しかし、真白ちゃんは自分で言った手前、本当に口を塞ぐのか?
そう思いながら、行く末を見守る。
「・・・いや、お前はいい」
・・・あれぇ??
さすがにそれはひどくない?〈笑〉
「そんな事を言わずに、彼氏いない歴=年齢とかのたまうこの口を、さあどうぞ塞いで下さい!!」
・・・命知らずがここにいた。
いや、バカだ、バカがここにいる。
先程は誰も言ってなかったはずの、彼氏いない歴=年齢と本当に言った事で、真白ちゃんの額に青筋が浮かび上がる。

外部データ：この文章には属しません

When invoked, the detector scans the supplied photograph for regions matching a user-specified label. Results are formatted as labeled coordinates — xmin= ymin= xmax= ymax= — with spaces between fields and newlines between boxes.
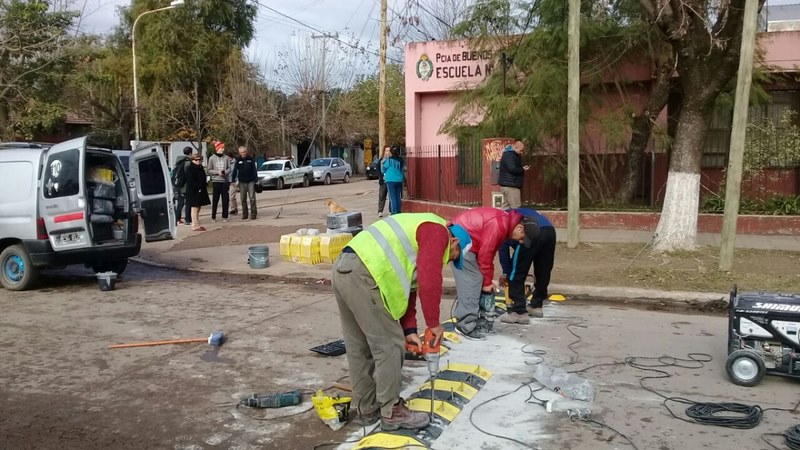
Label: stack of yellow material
xmin=281 ymin=233 xmax=299 ymax=261
xmin=289 ymin=234 xmax=305 ymax=262
xmin=300 ymin=235 xmax=322 ymax=265
xmin=319 ymin=233 xmax=353 ymax=264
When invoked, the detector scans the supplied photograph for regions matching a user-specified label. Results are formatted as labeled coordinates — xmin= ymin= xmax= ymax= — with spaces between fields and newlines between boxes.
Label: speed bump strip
xmin=353 ymin=432 xmax=428 ymax=450
xmin=443 ymin=361 xmax=492 ymax=382
xmin=406 ymin=398 xmax=461 ymax=423
xmin=409 ymin=386 xmax=469 ymax=409
xmin=419 ymin=378 xmax=478 ymax=400
xmin=353 ymin=362 xmax=492 ymax=450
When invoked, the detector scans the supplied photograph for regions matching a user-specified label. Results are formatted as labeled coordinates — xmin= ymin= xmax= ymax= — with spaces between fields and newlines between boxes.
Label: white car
xmin=311 ymin=158 xmax=353 ymax=184
xmin=258 ymin=159 xmax=312 ymax=189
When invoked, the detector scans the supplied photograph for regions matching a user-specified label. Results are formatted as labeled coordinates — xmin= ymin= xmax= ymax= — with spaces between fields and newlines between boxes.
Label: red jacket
xmin=450 ymin=208 xmax=522 ymax=286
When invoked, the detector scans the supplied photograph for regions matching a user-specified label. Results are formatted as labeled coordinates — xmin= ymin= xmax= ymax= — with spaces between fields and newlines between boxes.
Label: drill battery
xmin=242 ymin=391 xmax=300 ymax=408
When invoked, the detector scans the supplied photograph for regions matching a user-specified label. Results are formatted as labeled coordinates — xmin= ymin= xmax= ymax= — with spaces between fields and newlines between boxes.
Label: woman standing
xmin=186 ymin=154 xmax=211 ymax=231
xmin=378 ymin=145 xmax=392 ymax=217
xmin=381 ymin=147 xmax=403 ymax=214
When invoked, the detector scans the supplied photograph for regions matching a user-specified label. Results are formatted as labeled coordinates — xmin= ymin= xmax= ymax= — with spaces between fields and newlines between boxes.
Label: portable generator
xmin=725 ymin=286 xmax=800 ymax=386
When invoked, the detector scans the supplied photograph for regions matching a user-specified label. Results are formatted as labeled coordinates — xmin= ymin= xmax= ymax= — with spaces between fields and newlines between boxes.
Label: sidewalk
xmin=134 ymin=180 xmax=800 ymax=303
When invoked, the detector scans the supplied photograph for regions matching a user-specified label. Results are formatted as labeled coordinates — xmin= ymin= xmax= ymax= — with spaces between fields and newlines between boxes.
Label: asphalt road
xmin=0 ymin=264 xmax=800 ymax=450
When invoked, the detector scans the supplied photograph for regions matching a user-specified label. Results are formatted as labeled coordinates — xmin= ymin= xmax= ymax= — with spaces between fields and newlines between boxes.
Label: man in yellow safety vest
xmin=332 ymin=213 xmax=461 ymax=431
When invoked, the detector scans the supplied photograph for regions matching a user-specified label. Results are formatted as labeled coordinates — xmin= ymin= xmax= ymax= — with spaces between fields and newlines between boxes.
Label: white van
xmin=0 ymin=137 xmax=176 ymax=291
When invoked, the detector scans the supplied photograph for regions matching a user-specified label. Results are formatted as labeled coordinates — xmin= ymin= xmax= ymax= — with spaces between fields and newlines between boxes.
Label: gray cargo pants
xmin=453 ymin=251 xmax=483 ymax=333
xmin=331 ymin=253 xmax=405 ymax=418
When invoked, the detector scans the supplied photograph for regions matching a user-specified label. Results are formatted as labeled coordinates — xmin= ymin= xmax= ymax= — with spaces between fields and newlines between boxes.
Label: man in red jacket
xmin=450 ymin=208 xmax=539 ymax=340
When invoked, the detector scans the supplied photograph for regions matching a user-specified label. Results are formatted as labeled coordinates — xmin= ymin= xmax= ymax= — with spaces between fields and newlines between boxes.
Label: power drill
xmin=242 ymin=391 xmax=300 ymax=408
xmin=406 ymin=328 xmax=442 ymax=419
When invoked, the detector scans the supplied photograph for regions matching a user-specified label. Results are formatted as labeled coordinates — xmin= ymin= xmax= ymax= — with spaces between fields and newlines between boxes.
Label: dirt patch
xmin=553 ymin=243 xmax=800 ymax=293
xmin=170 ymin=223 xmax=318 ymax=250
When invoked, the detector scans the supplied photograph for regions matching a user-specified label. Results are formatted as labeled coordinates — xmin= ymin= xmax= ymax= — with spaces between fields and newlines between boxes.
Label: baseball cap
xmin=520 ymin=216 xmax=539 ymax=248
xmin=448 ymin=224 xmax=472 ymax=270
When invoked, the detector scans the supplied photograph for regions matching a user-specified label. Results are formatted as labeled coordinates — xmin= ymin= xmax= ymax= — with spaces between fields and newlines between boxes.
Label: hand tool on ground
xmin=242 ymin=391 xmax=300 ymax=408
xmin=108 ymin=331 xmax=225 ymax=348
xmin=406 ymin=328 xmax=442 ymax=420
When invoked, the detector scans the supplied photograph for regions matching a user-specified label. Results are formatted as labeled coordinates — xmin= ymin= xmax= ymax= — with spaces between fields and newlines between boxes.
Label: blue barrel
xmin=247 ymin=245 xmax=269 ymax=269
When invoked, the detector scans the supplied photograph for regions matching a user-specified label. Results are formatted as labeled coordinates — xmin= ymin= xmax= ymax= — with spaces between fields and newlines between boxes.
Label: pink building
xmin=405 ymin=31 xmax=800 ymax=209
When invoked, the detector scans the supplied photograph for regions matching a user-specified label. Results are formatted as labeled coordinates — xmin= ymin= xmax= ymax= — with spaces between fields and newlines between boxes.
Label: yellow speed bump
xmin=353 ymin=432 xmax=430 ymax=450
xmin=419 ymin=380 xmax=478 ymax=400
xmin=408 ymin=400 xmax=461 ymax=423
xmin=443 ymin=361 xmax=492 ymax=381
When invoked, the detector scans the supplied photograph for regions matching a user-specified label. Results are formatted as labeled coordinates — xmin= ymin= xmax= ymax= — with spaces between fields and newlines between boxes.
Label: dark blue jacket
xmin=499 ymin=208 xmax=553 ymax=276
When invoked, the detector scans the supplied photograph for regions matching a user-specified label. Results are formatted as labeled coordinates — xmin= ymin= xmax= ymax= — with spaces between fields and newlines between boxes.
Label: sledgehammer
xmin=108 ymin=331 xmax=225 ymax=348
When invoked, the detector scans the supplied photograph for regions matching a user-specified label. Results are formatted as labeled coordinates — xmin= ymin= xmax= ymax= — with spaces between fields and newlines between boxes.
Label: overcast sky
xmin=75 ymin=0 xmax=800 ymax=89
xmin=76 ymin=0 xmax=390 ymax=88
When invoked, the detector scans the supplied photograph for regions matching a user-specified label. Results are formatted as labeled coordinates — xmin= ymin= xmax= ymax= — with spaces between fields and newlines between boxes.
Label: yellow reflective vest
xmin=348 ymin=213 xmax=450 ymax=320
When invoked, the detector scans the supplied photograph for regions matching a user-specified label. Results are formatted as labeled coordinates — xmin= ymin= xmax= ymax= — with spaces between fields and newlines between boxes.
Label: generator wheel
xmin=725 ymin=349 xmax=767 ymax=386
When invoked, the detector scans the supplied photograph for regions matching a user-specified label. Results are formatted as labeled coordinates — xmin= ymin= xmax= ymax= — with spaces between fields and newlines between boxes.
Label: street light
xmin=131 ymin=0 xmax=184 ymax=147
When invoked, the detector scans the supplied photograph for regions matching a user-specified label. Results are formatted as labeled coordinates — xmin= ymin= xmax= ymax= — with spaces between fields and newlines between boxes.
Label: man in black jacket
xmin=497 ymin=141 xmax=530 ymax=209
xmin=231 ymin=146 xmax=258 ymax=220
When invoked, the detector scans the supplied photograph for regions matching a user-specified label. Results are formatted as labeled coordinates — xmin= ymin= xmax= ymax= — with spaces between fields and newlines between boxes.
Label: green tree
xmin=0 ymin=0 xmax=76 ymax=138
xmin=639 ymin=0 xmax=764 ymax=251
xmin=442 ymin=0 xmax=674 ymax=203
xmin=63 ymin=33 xmax=133 ymax=148
xmin=350 ymin=64 xmax=407 ymax=145
xmin=122 ymin=0 xmax=257 ymax=139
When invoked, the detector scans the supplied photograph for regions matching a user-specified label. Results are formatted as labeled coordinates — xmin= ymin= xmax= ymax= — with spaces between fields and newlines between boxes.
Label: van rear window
xmin=138 ymin=158 xmax=167 ymax=195
xmin=43 ymin=148 xmax=81 ymax=198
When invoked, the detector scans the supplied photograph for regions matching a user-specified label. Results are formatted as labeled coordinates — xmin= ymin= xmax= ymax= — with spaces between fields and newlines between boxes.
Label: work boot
xmin=528 ymin=304 xmax=544 ymax=319
xmin=353 ymin=406 xmax=381 ymax=427
xmin=500 ymin=312 xmax=531 ymax=325
xmin=381 ymin=398 xmax=431 ymax=431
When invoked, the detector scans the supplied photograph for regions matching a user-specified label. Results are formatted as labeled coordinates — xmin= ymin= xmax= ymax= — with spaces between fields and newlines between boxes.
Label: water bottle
xmin=533 ymin=364 xmax=594 ymax=402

これはさすがに、今度こそ真白ちゃんの鉄拳制裁が見舞われるな。
そう思って成り行きを見守っていると・・・
「・・・ごめんなさい」
と、真白ちゃんが頭を下げながら本気で謝った。
・・・・・な、なんだとおおおおお!!!
鈴木の野郎めえええええ!!
ごめんなさいと言われるのは、俺の役目だろうが!
訳のわからない心理状態に陥っている俺の心は、嫉妬心で埋め尽くされる。
そんな中、頭を上げた真白ちゃんが呟く。
「つーか、鈴木なんてどうでもいい」
ええ!?
それは酷くない?〈2度目〉
ほら、鈴木の落ち込みようが半端ない。
嫉妬したとはいえ、流石に同情してしまふ。
まあ、それはいいとして、先程の件で疲れ切ってしまっている俺は、茶番劇はもうどうでもいいと再び机に伏した。
のだが・・・
「そんな事よりも、星空!星空朔夜!」
ええ~!?
なんで俺の名前が呼ばれてるの~!?
疲れ切った俺には、もう顔を上げる気力はない。
そんな俺に近づいて来る足音が聞こえる。
そして、その足音が俺の側で止まると。
「先程、お前の告白大会が行われていたようだな」
え!?
なにそれ・・・
そんなものは行われていませんよ?
ただの罰ゲームだったんですけど・・・
・・・本当に罰ゲームだったのか?
顔を上げずに、真白ちゃんの言葉を聞きながら自問自答する。
俺がピクリともせず、言葉を発する事もせずにいる中、真白ちゃんは気にもせずに言葉を続ける。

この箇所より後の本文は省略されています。